L’homme, qui cite aussi bien Henry Miller que Leslie Nielsen, a fait des études de sociologie et a été assistant-social, avant d’être flic. Cela l’aide, dit-il, à avoir un regard ouvert sur ceux qui font la nuit. « Pigalle appartient à tout le monde », m’explique-t-il sur le chemin, avec son accent de parigot d’adoption. « Mais il faut savoir l’apprivoiser. C’est une insoumise ».

Direction le Fox Club. Un ancien bar à hôtesse, devenu bar tout court, géré par la belle Johanne. Johanne est l’ancienne gérante de Chez Moune. Elle connaît Pigalle, ses femmes et ses hommes par cœur. Elle parle très fort, rit très fort, vit très fort, je l’aime bien. Elle a de bons rapports avec Mr Mondaine. Un rapport certes très professionnel, mais ponctué de quelques éclats de rire et de plusieurs vannes cinglantes. Je compte les points.

Sur le boulevard, arrêt au LOVE, un petit cabaret de pole dance et lap dance. On parle avec Wahby, un des gérants. Il y a cinq danseuses, trois au comptoir, et deux sur scène, autour de la barre de pole dance. Je scotche sur les fesses de l’une d’entre elles. Magnifiques. Mais je suis apparemment la seule à scotcher. Je regarde mon interlocuteur de la BRP, il ne voit pas du tout les filles. Il ne les voit plus, surtout. Des nuits à arpenter des lieux où les corps sont dénudés (les clubs échangistes), des années à travailler à la surveillance de la production porno l’ont « habitué » à des scènes et des images qui feraient rougir les grenouilles de bénitier. En parlant de bénitier, Wahby a une tête d’enfant de cœur et une voix très douce. On a envie, quand on le voit, de lui faire un câlin. C’est fou, on l’imagine plus étudiant en lettres que patron de strip-teaseuses. L’habit ne fait pas le gérant de cabaret. Lui et Mr Mondaine voient Pigalle changer. Ils voient des Franprix et des Naturalia remplacer les clubs de strip et se posent des questions sur l’avenir du quartier. Sainte Rita, patronne de Pigalle, priez pour elle. Priez pour nous.

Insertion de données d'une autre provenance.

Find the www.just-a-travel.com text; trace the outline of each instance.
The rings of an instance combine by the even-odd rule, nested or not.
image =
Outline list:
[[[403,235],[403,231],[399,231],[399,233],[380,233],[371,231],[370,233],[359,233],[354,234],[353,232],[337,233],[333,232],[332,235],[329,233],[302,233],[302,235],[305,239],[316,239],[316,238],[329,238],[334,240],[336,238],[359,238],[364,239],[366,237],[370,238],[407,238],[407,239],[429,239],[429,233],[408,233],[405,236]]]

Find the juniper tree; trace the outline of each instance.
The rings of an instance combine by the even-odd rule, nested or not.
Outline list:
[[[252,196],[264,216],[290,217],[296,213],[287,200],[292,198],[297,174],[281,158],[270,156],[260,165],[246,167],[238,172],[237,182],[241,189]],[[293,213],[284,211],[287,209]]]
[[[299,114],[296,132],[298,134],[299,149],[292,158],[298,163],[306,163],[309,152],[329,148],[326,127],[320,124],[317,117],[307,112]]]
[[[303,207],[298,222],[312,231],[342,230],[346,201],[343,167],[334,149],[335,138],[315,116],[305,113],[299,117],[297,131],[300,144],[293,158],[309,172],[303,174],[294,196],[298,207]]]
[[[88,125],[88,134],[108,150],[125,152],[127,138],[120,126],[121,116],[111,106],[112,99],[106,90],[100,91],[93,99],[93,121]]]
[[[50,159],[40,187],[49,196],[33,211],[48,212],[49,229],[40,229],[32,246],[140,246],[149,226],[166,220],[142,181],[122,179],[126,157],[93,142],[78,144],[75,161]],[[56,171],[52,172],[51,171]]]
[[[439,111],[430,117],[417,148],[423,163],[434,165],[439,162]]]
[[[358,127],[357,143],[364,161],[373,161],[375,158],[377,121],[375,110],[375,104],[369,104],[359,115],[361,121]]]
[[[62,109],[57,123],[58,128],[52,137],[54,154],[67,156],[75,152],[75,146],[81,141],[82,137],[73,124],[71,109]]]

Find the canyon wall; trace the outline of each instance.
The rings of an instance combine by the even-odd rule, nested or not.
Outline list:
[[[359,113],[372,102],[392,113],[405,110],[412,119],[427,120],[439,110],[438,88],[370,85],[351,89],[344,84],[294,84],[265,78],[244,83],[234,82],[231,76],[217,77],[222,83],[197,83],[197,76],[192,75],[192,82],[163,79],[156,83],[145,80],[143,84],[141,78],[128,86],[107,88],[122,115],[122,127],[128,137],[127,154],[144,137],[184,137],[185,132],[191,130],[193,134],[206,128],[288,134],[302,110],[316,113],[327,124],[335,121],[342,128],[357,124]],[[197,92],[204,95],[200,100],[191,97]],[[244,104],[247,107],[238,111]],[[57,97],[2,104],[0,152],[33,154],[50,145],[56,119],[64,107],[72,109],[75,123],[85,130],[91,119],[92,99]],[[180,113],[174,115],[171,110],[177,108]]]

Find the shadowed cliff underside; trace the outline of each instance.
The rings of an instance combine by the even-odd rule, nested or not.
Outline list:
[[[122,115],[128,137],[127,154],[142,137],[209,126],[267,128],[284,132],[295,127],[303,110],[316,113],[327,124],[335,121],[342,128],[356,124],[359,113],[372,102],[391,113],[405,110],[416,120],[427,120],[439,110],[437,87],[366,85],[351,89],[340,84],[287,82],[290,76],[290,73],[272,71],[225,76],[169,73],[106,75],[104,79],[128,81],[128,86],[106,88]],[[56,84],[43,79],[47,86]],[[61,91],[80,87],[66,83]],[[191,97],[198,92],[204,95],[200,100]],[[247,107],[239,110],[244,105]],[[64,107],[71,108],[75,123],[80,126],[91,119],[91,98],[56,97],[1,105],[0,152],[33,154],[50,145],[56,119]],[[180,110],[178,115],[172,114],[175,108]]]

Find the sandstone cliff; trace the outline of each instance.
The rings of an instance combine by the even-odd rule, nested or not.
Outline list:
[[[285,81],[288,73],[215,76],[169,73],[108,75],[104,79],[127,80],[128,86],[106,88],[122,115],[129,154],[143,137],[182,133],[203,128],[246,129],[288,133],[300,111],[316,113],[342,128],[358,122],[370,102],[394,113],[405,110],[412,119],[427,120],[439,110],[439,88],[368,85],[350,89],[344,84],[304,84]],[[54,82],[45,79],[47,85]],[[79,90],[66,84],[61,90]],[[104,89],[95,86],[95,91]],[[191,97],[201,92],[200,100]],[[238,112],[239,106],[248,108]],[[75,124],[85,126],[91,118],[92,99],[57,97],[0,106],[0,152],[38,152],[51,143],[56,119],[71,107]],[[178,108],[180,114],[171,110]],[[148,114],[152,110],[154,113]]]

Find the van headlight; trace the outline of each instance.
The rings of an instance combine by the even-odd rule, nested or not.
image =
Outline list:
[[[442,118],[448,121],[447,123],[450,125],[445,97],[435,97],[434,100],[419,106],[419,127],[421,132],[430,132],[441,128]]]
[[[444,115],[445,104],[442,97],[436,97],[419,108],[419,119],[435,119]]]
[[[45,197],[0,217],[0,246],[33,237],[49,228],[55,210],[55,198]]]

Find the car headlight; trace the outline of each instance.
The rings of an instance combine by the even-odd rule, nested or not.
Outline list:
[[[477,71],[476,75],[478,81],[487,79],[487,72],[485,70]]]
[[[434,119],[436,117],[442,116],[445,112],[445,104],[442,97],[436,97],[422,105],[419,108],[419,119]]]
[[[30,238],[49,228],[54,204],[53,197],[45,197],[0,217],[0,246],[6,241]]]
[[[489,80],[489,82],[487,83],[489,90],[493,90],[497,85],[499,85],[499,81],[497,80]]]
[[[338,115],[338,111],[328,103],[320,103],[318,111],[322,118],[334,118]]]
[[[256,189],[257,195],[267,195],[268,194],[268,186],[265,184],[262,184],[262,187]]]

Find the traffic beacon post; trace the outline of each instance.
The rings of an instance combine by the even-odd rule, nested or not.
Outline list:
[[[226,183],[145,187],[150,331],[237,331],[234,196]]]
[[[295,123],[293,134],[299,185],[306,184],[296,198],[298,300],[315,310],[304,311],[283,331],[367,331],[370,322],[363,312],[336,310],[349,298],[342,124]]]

Le Boulevard. 2h du matin. Je commence à me les cailler sévère (et à maîtriser l’argot). Les deux flics sont appelés dans le Marais. Je les quitte pour prendre le bus de nuit. A l’arrêt, des loulous me collent et me saoulent.  Je suis tentée de rappeler Mr Mondaine, pour qu’il débarque dans sa vieille Peugeot et impressionne les loulous (pas avec sa caisse, mais avec sa plaque de police et son gun…). Mais je me ravise, et me rappelle que ce n’est pas moi que cette ombre discrète protège, mais un quartier, un quartier de nuit, unique, magique, et magnifique : Pigalle.